Le prix offert pour le sirop a particulièrement motivé les acériculteurs québécois à se perfectionner. « La régie de production et l’entretien de la tubulure se sont énormément améliorés depuis 10 ans.  Certains ont même réussi à doubler leur rendement », rapporte Raymond Nadeau, conseiller au Club de qualité acéricole Beauce-Appalaches. Des producteurs atteignent des pics de production inégalés de 8 lb de sirop à l’entaille.

La « cabane à sucre » se professionnalise à une vitesse impressionnante. Les acériculteurs investissent des sommes colossales pour acquérir de l’équipement plus performant et automatisé.

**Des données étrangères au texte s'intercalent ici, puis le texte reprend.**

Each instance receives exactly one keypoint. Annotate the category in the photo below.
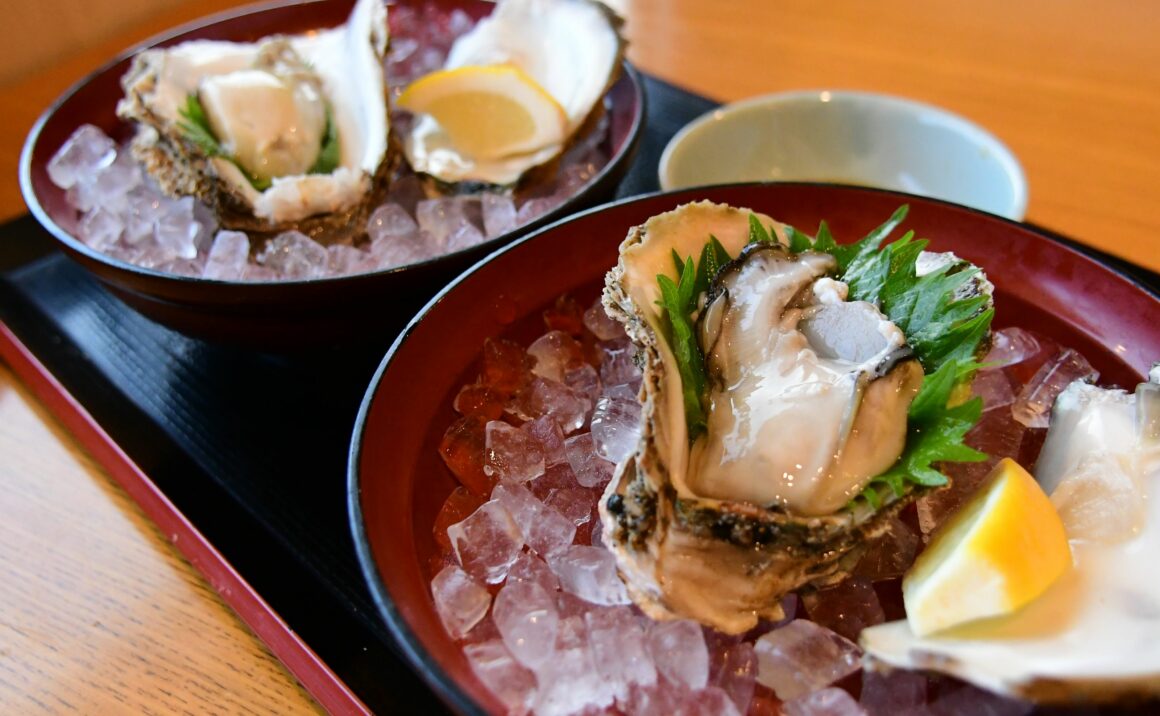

En deux ans, les producteurs auront investi près de 100 M$ dans leurs installations, seulement pour mettre en production les cinq millions d’entailles supplémentaires consenties en 2016 « On n’a jamais vu ça, 10 années de suite à avoir un bon chiffre d’affaires comme ça », résume Jean-François Goulet, directeur des ventes aux Équipements Lapierre. Cet engouement a incité les manufacturiers à innover pour faire progresser la technologie de l’équipement acéricole.

La Commanderie et le bio

Si la hausse des rendements est tendance, l’amélioration de la qualité du sirop l’est aussi. « On était une dizaine en 2010 à assister à des conférences qui portaient sur le développement des saveurs du sirop. Cette année, ce sont plutôt des centaines de producteurs qui sont venus », fait remarquer André Pollender, acériculteur et président de la Commanderie de l’érable. Cet organisme travaille présentement à l’élaboration de trois cahiers des charges permettant de certifier les sirops de qualité.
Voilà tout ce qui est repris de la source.